Bradley nodded silently as their craft landed in the clearing just in front of the "Palace," sending clouds of dust into the air.

 

"Suits completely off," Stratton ordered. "Apparently the natives worship the suits, and we don't want to appear as their gods, just as people doing business with them. When we step outside the ship stand still and wait. Apparently they will send an escort."

 

"Is
 . . .
is it safe?" Bradley asked.

 

"The most dangerous thing on this planet is the radioactive gold we gave them," Stratton said with a hint of anger in her voice.

 

They removed their suits, opened the seals and walked out into the early morning sunlight. Bradley noticed that he felt heavy and remembered that the gravitational pull was heavier than Earth's. While he'd never actually been on Earth, he'd spent his life on space stations that were designed to simulate Earth's gravity.

 

He'd seldom been sent planet side, and it was a rare treat to step on dirt, smell "real" air, to see the sky above, trees and plants – he wondered why humans had ever left their home planet and journeyed to the stars. What had been their motivation? If you had everything you needed, why go anywhere else?

 

"Ran out of resources," Stratton said, seeming to read his mind for the second time that day. But it turned out she was just explaining the existence of the old Earth ship on this planet. "Too many people, not enough stuff, so they started sending out ships like this in search of new planets. Planets with resources that we needed. This ship must have gone off course. Beta 4 has nothing the Reliance wants. Nothing we need. Dirt and simple rock, that's about all that's here. No plutonium, no uranium, no suitable materials with which to make metal. It rains too much or not at all, and the soil is nitrite poor so that the things these people call forests would be considered wasteland anywhere else. Then there are all the damned magnetic pulses that emanate from deep within the planets' surface, making communications and even some equipment run erratically. In short, it's not a suitable habitat for humans. It was more expedient for the Reliance to trade with the natives for items the planet actually did produce and that they found desirable than it was to try to colonize it."

 

"The natives seem to be doing fine," Bradley said watching as the natives ran towards them.

 

"Only because they periodically hold wars to cut down their population.
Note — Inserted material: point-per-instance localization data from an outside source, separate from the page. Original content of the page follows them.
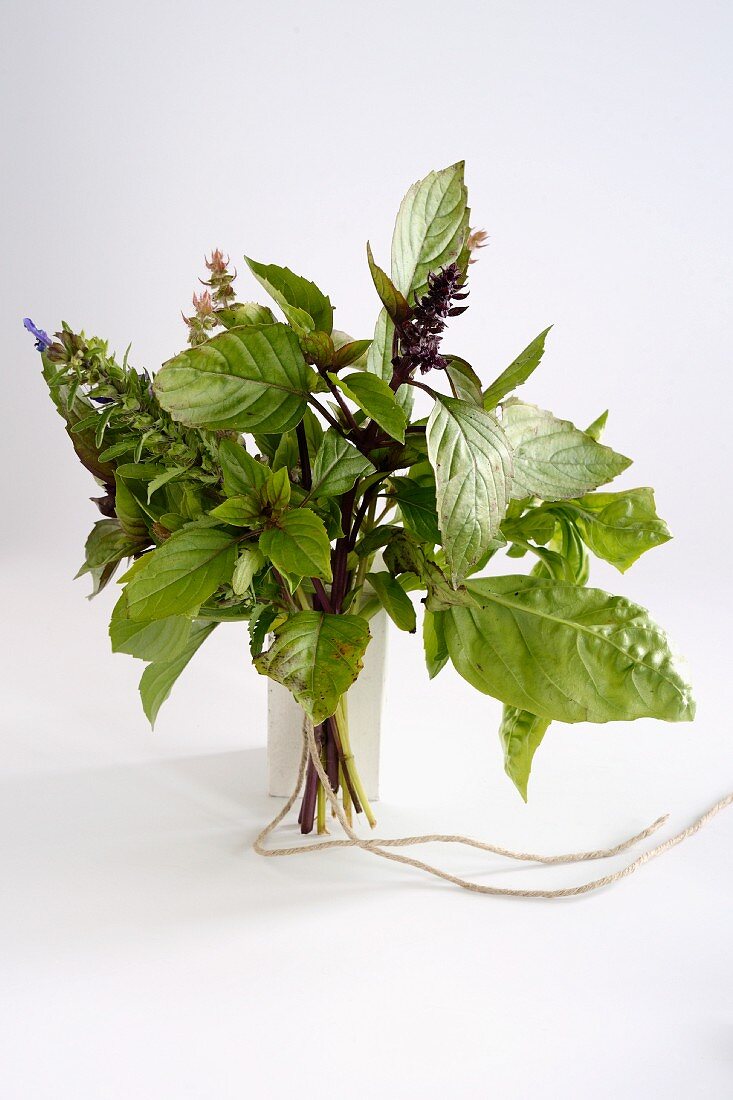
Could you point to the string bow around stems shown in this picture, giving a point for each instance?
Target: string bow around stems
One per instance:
(379, 846)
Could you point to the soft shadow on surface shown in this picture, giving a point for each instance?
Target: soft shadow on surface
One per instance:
(105, 851)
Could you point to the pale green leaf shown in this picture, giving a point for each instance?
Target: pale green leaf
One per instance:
(317, 657)
(619, 527)
(553, 459)
(245, 380)
(392, 299)
(294, 295)
(430, 229)
(566, 652)
(472, 464)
Otherwise there would be mass starvation," Stratton explained.

 

Bradley looked at her, his eyes growing large with realization.

 

"Why do you think the Reliance is taking them to fight their war?" Stratton asked. "Generations of selective breeding."

 

More natives seemed to appear by the minute, all talking and pointing. Bradley didn't touch his side arm; they weren't acting in an aggressive manner, just a curious one. One of the men with them must have felt a lot more intimidated, though, because he raised his weapon and threw off the safety.

 

"Put that damn thing away, Jackson," Stratton said heavily. "The last thing we want to do is make them think that we mean them any harm. They are a race of warriors, treat them with the same respect you would have for an Elite. Their weapons may be primitive, but they are stronger than we are and well trained in the arts of war. There are thousands of them and only five of us. Better weapons won't save us against those kinds of odds. Use your head."